Tuesday, November 11, 2014

Winter Is Here!

We had our first snowfall of the season yesterday, a good 10-12"! And it's snowing gently again as I type this.

First snowfalls are so magical, aren't they? Time always seems to slow as the grass, the gravel drive, the garden beds slowly disappear. There is a stark beauty to the landscape in winter. I love how a dusting of snow can intensify the landscape, make me notice things I hadn't before; the exact contours of the bog rising out of the pond, the old fence post in the prairie, the stump or rock on the forest floor, the prints of the animals that used our driveway in the night. Most of all, I love the gentle hush that seems to fall over the land once it's blanketed in white powder. Winter feels intimate, close. It calls for staying indoors, quieting the body and the mind. The days are short, the land asleep. It is time to be contemplative and restful. Turn inward. Reflect. Feel the solitude, and be at peace.
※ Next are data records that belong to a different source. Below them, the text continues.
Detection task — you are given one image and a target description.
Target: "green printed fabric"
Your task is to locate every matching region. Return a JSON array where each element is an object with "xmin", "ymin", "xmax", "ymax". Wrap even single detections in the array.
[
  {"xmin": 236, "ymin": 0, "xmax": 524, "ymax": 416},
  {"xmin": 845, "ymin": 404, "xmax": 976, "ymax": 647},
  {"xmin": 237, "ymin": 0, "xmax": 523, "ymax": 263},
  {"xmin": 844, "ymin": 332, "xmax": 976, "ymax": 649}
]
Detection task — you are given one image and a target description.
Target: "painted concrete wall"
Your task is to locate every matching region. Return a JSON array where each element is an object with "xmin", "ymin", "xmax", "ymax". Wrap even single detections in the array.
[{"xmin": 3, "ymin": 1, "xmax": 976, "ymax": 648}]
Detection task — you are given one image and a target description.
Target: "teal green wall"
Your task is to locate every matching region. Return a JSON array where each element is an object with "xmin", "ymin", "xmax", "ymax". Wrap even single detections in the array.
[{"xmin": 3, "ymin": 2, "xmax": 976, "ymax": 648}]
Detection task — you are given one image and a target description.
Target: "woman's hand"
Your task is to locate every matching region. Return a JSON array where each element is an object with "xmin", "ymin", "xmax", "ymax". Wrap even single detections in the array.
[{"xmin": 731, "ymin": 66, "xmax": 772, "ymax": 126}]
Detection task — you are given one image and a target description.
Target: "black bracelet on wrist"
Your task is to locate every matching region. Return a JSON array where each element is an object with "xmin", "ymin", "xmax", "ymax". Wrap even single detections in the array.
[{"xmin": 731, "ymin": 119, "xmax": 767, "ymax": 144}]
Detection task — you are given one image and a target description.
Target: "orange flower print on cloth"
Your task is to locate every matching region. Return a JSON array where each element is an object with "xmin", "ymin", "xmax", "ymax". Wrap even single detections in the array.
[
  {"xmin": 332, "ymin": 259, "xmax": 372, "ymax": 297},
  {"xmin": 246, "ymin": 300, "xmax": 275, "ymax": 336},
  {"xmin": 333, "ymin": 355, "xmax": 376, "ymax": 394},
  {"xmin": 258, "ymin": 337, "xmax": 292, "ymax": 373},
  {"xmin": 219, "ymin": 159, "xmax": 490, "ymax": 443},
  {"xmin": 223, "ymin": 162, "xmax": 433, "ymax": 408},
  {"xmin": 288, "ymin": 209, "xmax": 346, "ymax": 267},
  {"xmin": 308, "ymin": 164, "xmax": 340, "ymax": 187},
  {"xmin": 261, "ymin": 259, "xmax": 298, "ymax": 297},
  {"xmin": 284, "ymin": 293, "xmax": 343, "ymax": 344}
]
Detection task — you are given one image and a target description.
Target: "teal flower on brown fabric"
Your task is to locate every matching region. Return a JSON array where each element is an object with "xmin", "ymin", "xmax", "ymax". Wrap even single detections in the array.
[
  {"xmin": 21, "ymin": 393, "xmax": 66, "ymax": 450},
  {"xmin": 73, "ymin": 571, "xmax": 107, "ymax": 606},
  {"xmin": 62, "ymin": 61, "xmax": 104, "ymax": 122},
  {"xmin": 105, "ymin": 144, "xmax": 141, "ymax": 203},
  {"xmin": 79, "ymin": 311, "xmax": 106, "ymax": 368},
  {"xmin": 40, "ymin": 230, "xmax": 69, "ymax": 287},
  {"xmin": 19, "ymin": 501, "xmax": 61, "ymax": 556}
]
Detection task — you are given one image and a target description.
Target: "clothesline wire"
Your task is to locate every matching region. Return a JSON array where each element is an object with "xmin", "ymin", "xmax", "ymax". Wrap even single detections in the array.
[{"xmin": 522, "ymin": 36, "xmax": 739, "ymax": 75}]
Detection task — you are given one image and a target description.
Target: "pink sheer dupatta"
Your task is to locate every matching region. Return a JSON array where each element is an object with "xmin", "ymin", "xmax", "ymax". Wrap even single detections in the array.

Winter also conjures up many joyful childhood memories. The epic snow forts we used to build and play in, the hours and hours sledding and making snow angels, snowball fights, moon boots and wet mittens drying by the radiator, rosy cheeks, warm hot chocolate with a double helping of marshmallows.
View of the piney drifts in the pasture from inside the alpaca pen.
Of course, winter for me now also means a few extra challenges. This farm runs mostly on girl power. Without tractors or a working water pump in the barn, chores just got a bit harder and longer. Ever tried to lug 5-gallon buckets of water through knee-deep snow drifts? It's not for the faint of heart! Deep snow also means I can no longer use my garden wagon to haul the muck bucket over to Manure Mountain for dumping. I tried just hoofing it over myself this morning, and whew! That was hard work. 17 gallons of manure is really heavy, guys. So I need to either find a new place that's more easily accessible, or keep a path to the compost pile shoveled/snowblown.
Snow?! Big fat NOPE. Staying indoors, bring more hay, kthanx.
There are new worries as well. Did I buy enough hay? Are the animals staying warm enough? Getting enough exercise? How do I combat drifting snow inside the barn?
Inside the front barn door. How is that snow getting in?!
Quite a few people have hinted to me that these things will eventually break me down, and cause me to hate winter like so many of my fellow Midwesterners (which is so, so weird to me, but a whole other soapbox). But I'm not averse to this kind of hard work. And while I do face 4 or more long months of difficult chores and extra worries, there's also long nights of reading and knitting in front of the fire, mugs of warm tea, bedtime doggie snuggles, glasses of delicious Scotch, Solstice and Hanukkah and Christmas and New Years celebrations.

What do you think? Do you love winter? If not, is there at least a part of winter you can appreciate?